Comme chaque année, le Togo célèbre ce 1er mai la fête internationale du travail dans la ferveur et la convivialité. Des milliers de travailleurs, issus des secteurs public et privé, marquent cette journée par des défilés, des rassemblements et des moments de réjouissance. Si cette date symbolise la reconnaissance du labeur et la solidarité professionnelle, elle reste aussi une occasion de rappeler que fêter dans la paix est un devoir citoyen.
Malheureusement, il est de plus en plus fréquent d’observer des débordements qui viennent ternir l’esprit de cette fête. Bagarres, nuisances sonores, abus d’alcool, agressions, et accidents de la route sont autant de conséquences d’un comportement festif mal encadré.
Le droit de fêter ne dispense pas du devoir de bien se conduire
La célébration du 1er mai ne doit en aucun cas être un prétexte à l’irresponsabilité. Bien au contraire, en tant que fête dédiée aux travailleurs, elle devrait incarner les valeurs de discipline, de respect mutuel et de responsabilité. C’est un moment où chaque citoyen, qu’il soit salarié, artisan, commerçant ou agent de l’État, est invité à faire preuve d’exemplarité dans son comportement.

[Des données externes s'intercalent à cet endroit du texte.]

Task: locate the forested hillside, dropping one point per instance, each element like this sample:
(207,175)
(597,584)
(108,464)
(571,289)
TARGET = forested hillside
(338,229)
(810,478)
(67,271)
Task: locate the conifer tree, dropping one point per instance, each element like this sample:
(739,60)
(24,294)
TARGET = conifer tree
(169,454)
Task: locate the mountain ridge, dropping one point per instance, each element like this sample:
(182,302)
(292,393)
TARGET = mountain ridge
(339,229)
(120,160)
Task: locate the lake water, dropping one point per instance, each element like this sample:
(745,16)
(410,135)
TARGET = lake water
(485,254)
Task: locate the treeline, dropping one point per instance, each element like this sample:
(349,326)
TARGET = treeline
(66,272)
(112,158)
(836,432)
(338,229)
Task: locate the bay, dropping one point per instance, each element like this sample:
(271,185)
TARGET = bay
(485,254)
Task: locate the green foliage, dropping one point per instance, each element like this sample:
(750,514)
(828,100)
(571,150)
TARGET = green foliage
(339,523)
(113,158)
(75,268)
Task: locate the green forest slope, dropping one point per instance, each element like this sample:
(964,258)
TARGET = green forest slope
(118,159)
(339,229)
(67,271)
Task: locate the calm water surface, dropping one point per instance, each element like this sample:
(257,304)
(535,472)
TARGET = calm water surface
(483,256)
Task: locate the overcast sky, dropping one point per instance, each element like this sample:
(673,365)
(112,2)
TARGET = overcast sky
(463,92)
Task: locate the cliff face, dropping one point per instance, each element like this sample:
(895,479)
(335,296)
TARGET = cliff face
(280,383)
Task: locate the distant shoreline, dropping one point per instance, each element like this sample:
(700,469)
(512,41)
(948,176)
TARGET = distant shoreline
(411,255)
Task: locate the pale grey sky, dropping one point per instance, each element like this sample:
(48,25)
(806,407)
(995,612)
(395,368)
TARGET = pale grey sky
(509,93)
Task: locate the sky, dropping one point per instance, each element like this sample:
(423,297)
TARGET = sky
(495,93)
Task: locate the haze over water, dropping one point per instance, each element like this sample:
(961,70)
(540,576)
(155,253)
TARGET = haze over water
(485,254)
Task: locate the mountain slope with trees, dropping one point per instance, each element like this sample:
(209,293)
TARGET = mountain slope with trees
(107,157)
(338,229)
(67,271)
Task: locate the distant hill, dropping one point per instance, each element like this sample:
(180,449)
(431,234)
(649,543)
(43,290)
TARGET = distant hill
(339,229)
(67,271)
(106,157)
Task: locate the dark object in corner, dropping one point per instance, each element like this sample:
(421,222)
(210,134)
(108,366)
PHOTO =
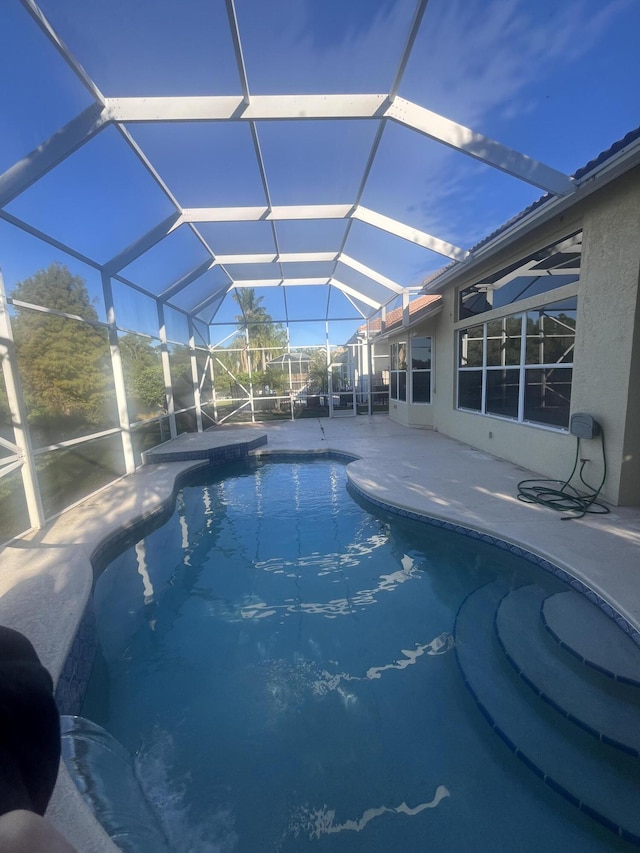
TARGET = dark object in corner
(29,727)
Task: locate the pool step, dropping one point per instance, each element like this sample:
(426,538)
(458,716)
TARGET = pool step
(598,778)
(608,711)
(592,636)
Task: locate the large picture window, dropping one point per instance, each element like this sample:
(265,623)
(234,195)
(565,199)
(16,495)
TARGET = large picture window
(542,271)
(520,366)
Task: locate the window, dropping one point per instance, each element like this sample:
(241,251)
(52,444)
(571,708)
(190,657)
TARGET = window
(540,272)
(520,366)
(421,370)
(398,372)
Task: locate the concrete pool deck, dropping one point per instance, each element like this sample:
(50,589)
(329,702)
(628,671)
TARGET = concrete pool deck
(46,576)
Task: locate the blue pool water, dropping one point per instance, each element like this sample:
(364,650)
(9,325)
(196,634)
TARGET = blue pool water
(280,661)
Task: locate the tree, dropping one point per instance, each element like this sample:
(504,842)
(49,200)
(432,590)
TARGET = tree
(264,334)
(143,374)
(64,364)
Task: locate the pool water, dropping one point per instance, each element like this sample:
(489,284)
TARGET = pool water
(280,661)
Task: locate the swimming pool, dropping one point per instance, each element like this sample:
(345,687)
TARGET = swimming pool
(280,658)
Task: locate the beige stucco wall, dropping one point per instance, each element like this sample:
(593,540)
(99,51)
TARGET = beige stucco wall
(418,415)
(606,379)
(606,372)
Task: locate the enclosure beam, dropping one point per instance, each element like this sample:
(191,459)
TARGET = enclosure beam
(166,369)
(406,53)
(195,378)
(259,214)
(234,107)
(278,257)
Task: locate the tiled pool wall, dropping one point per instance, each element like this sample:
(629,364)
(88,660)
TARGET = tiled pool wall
(214,455)
(73,680)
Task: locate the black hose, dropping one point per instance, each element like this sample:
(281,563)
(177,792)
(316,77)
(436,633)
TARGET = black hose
(561,496)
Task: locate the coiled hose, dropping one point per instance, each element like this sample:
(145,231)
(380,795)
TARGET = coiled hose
(562,496)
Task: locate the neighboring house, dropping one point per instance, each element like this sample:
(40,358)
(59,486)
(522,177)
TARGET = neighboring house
(541,323)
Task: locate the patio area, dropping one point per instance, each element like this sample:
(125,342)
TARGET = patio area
(46,576)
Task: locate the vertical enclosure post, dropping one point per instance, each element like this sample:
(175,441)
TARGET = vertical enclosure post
(118,377)
(19,414)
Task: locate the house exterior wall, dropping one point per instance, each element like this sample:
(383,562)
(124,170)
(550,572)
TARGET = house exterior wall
(608,345)
(606,374)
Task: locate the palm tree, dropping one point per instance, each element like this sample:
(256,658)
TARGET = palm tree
(262,332)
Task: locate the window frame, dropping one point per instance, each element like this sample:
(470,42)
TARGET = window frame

Dans certains quartiers de Lomé ou dans d’autres villes de l’intérieur, des incidents liés à la consommation excessive d’alcool sont souvent rapportés. Ces situations, souvent évitables, engendrent non seulement des blessures et des arrestations, mais mobilisent également inutilement les forces de défense et de sécurité, dont le rôle est pourtant d’assurer la sérénité des festivités et la sécurité des personnes.
Un appel à la conscience collective
À travers les différentes interventions des autorités, les citoyens sont appelés à intégrer que la paix n’est pas une option, mais une responsabilité partagée. Les forces de l’ordre, déployées massivement lors des grands événements comme le 1er mai, ne peuvent agir efficacement sans la collaboration de la population.
La société civile, les associations de jeunes, les comités de quartiers et les responsables syndicaux ont aussi un rôle de sensibilisation à jouer pour que la fête ne se transforme pas en scènes de désordre.
Célébrer, mais avec dignité
Fêter dans la paix, c’est d’abord se respecter soi-même et respecter les autres. C’est comprendre que le vrai esprit du 1er mai réside dans la reconnaissance du travail accompli et la promotion de la cohésion sociale. Un comportement exemplaire, même dans la joie, reste la marque des travailleurs dignes et citoyens responsables.
Le 1er mai devrait être une journée de détente, de fierté et de fraternité, pas un lendemain de blessures ou de regrets.
Que chaque fête soit une preuve de notre maturité citoyenne.